At first glance, “Karma” appears to be completely competent, aggressively inessential television. The episode is very focused, which is admirable, but too much of a good thing can be a problem. “Karma” spends a lot of time harping on the well-recognized fact that revenge is a dangerous, self-destructive impulse. The temptation to deal with pain by exacting vengeance, thereby making bad situations worse, is one of the most well-explored aspects of human nature in storytelling because of its dramatic potential; lest we forget, Revenge is a show that somehow still airs on ABC, and it alone has covered all of this territory fairly extensively. Basically, revenge is one of those well-trod topics that shouldn’t be the major focus of an episode unless the story can add something new to the conversation, and this episode both does and doesn’t.
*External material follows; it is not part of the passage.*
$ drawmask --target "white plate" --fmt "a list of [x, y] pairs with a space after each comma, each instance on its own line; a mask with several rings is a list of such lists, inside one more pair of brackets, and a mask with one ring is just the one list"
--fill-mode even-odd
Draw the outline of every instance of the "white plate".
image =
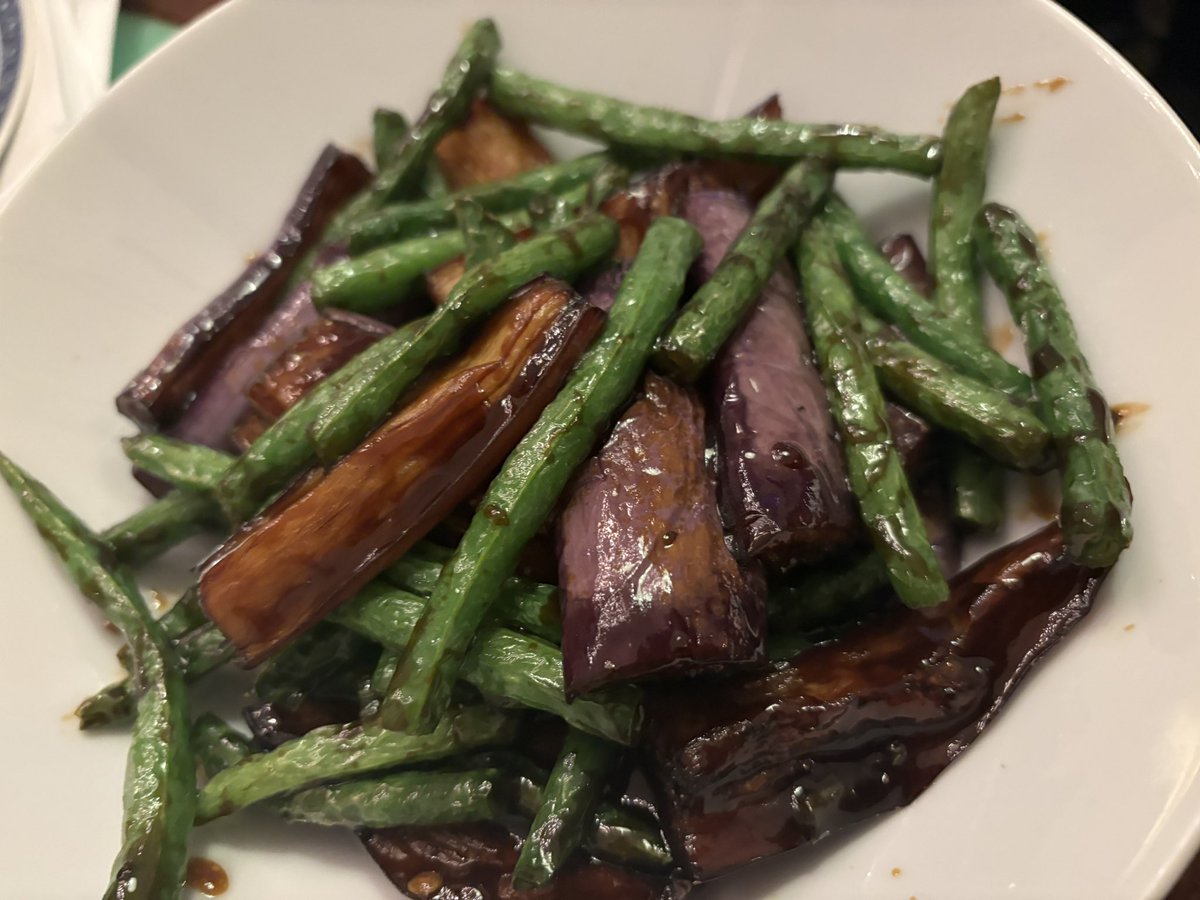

This mediation on vengeance begins when number of the week Dr. Edwards is introduced as a psychologist delivering justice on behalf of those of his patients who have been wronged. Instead of preventing illegal activity from taking place like Reese and Finch are able to thanks to the Machine, Edwards doles out vigilante justice by framing wrongdoers for crimes they didn’t actually commit. Disappointingly, this mission has nothing to do with Edwards’ specific psychology as a psychologist, which is a specific, complex mentality ripe with storytelling potential, and all to do with his past, which includes the obligatory Murdered Spouse™. The final name that Edwards wants to cross off of his revenge list is his wife’s killer, as tradition dictates, but Finch intervenes before Edwards can commit suicide in order to frame Morris and end his own misery.
There isn’t much complexity to this story, at least not in the way it’s presented. One of the only attempts to flesh out Edwards’ character involves a dog and an embarrassingly boring attempt at flirtation from a neighbor. The only attempt at surprise occurs when it’s revealed that Edwards plan is to commit suicide and frame Morris instead of simply shooting him point blank; neither option is interesting enough for this twist to have much impact. The question as to whether or not Morris was actually guilty of killing Edwards’ wife is left open-ended, which could be seen as a somewhat unique choice, but does it really matter if Morris is guilty of assault and a murder attempt that’s only thwarted because of Reese’s intervention? Either way, Edwards’ acts of vengeance beget others’ acts of vengeance, and the cycle continues on until this obsession consumes everyone involved.
There are some efforts to connect this story of vengeance to the main characters’ journeys, and some are more successful than others. A reference to Shaw and other characters’ unproductive experiences with revenge is relevant but half-hearted. A flashback depicts Finch’s decision to reject the temptation to exact revenge on a Northern Lights agent’s life despite her possible complicity in his best friend’s death. Based on Finch’s character, his decision to spare this woman’s life isn’t particularly surprising, and the scenes don’t provide enough depth or context to make much of an impression.
The best application of the revenge theme involves Reese, and although subtlety is one of the greatest hallmarks of quality storytelling, the meaning behind Reese’s outpouring to his therapist is so subtle that its implications may not have dawned on some viewers, especially if they don’t remember every aspect of this long-running show’s complex mythology, which is understandable. Reese has been making incremental progress in his therapy sessions, and his psychologist’s prompting leads to his opening up about the death of his ex-girlfriend, Jessica. Before he met Finch, Reese was both alcoholic and suicidal because of Jessica’s death, a tragedy that he later learned was caused by Jessica’s husband, Peter. At the time, Finch had not yet fully perfected his mission with the Machine, so he received her number but couldn’t prevent her death. Reese eventually tracked down Peter and had his revenge; the end of “Many Happy Returns” implies that Reese either murdered Peter or framed him for drug running.
Whatever brief satisfaction he may have felt then hasn’t fixed Reese; he’s still a broken man, but a man driven to prevent wrongdoing, partly because of his inability to do so in the past. Both Reese and Finch have experienced loss, but instead of being paralyzed by those painful memories and trapped by personal vendettas, both men have used this fuel to accomplish great things on behalf of others. If only they spent more time leaning on one another.
· I assume that the technological issues I had posting this review were due to karma. Sorry TV gods, they can’t all be A episodes.
· Edwards’ dog is no Bear. Bear would’ve run away from that guy; his lack of game would’ve been too depressing to witness.
· Just for the good old days when Revenge was deservedly watercooler television, I must cry to the heavens, “REVEEEEEENNGGGEEE!!!!!!!!!!”